In Oh, the stories they could tell, Amy Stapleton continues this long tradition of responding to the eucalyptus as both subject and symbol, yet she moves away from the rhetoric of struggle and heroism that has often defined it. Her works offer an intimate perspective on the gum tree, focusing on the subtle variations of surface, pattern, texture and colour that reveal its quiet resilience and living complexity. Through careful observation and sensitive material practice, Stapleton reclaims the gum tree from its mythic associations and restores it as a site of tenderness, memory and connection.

For Stapleton, the gum tree stands as a symbol of womanhood—both act as guardians and caretakers, providing nourishment, shelter and continuity. Each weathers the demands of their environment, shaped by time and circumstance, yet continues to stand with strength and grace despite the scars they bear. Through this lens, the tree becomes not only an emblem of the Australian landscape but also a vessel for embodied histories and emotional terrain, connecting human and ecological experience through shared endurance and care. This parallel extends into Stapleton’s material process. Her surfaces echo the textures of bark and skin, layered and weathered through repeated gestures and mark-making. The accumulation of pigment and the visibility of each trace recall both the physical resilience of the tree and the emotional endurance of the body.

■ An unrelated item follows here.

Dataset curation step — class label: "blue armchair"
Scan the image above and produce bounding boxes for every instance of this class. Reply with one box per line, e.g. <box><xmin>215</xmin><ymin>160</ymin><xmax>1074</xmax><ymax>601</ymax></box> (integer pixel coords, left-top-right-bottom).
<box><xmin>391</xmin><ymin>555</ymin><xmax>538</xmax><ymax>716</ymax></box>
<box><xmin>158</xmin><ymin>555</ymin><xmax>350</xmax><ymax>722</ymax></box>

There is also an implicit act of ecological care within Stapleton’s work. Her project comprises one hundred studies, each based on the unique bark pattern of an individual gum tree she has encountered in the landscape. Every work is both a portrait and an act of attention—an intimate record of encounter between artist and tree. Extending this relationship beyond representation, the sale of each study contributes directly to the planting of a new tree through the regeneration initiative Fifteen Trees. In this way, Stapleton’s practice enacts the very cycle of care it depicts, transforming observation into restoration and creative practice into ecological renewal.

Stapleton’s Oh, the stories they could tell reminds us that the gum tree—so long a symbol of endurance, identity and belonging—remains a living conduit between art, people and place. Through her work, this most familiar of trees is reimagined as a mirror for human resilience and a quiet gesture of environmental hope.